Of the two PDA OS choices — Palm's (Santa Clara, California) Palm OS or Windows CE/Pocket PC — by far the greatest number of devices and applications shown were on the Windows CE platform. The Gartner Group has estimated that physician use of handheld PDA devices will reach 20% within two years, but judging from what we observed at HIMSS, all of the physicians that have already adopted them must have been there, because when asked about their use at one session, virtually every hand in the room went up. This makes wireless security an issue of major importance given HIPAA compliance requirements. There were some interesting middleware products to bolster the limited security of the 802.11b DS networks. One Palm-based product we noticed was IQMax's (Charlotte, North Carolina) IQ Speak, a daily work-flow manager that pulls patient demographic profiles from practice management systems for each scheduled patient appointment and displays them on the PDA.

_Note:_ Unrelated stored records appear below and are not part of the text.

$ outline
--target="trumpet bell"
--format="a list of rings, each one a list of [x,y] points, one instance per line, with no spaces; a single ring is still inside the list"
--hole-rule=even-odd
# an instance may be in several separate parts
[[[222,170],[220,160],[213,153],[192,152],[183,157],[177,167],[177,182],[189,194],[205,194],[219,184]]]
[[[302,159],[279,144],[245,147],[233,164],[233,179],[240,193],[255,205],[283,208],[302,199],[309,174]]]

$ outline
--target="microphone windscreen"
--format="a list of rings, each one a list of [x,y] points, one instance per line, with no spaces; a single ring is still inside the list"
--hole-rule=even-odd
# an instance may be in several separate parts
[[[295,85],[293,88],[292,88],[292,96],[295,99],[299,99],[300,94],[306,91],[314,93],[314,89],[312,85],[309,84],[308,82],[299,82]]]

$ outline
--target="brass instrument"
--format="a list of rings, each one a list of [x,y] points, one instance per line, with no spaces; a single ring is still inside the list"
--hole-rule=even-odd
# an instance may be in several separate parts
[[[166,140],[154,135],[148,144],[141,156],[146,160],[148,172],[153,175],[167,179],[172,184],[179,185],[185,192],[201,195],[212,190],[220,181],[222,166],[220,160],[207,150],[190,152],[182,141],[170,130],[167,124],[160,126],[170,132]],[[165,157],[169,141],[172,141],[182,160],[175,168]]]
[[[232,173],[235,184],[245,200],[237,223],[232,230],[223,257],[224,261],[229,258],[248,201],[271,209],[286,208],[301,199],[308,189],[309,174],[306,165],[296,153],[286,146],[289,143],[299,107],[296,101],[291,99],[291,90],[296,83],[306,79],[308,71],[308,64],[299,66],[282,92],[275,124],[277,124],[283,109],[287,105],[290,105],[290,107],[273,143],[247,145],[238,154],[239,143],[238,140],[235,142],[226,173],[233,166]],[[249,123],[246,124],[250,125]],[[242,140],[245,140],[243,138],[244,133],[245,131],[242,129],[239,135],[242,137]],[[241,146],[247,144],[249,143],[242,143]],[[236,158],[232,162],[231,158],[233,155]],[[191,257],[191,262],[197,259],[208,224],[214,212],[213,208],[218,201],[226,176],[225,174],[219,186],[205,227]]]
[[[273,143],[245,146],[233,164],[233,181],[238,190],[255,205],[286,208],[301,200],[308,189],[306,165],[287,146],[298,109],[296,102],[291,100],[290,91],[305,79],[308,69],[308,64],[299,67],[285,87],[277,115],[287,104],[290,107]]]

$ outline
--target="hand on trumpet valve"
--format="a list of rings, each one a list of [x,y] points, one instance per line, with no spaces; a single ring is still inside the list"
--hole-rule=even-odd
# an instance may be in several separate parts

There were also middleware products for PDAs themselves, including PDA-Secure from Secure Trust. That company also has a Secure family of Products that sit between the OS file system and the application, creating an encrypted directory that the application reads and writes its files to and from. PDA-Secure dynamically encrypts all application data. If the application handles patient data, that data would be encrypted. Thus, the patient files in the encrypted subdirectories would be unintelligible to any other application accessing data in this same directory — in essence, the patient data is protected by strong encryption. Couple this with biometric application startup security (to the applications that are able to decrypt and use the data) and you have HIPAA-compliant security. In terms of bringing actual PDA applications to the medical vertical market, MercuryMD (Durham, North Carolina) was showing its Mdata Enterprise System, a system conceived to use handheld devices and existing network infrastructures to provide work flow enhancement. Physicians looking to adopt handheld technologies may find MercuryMD's integration services helpful.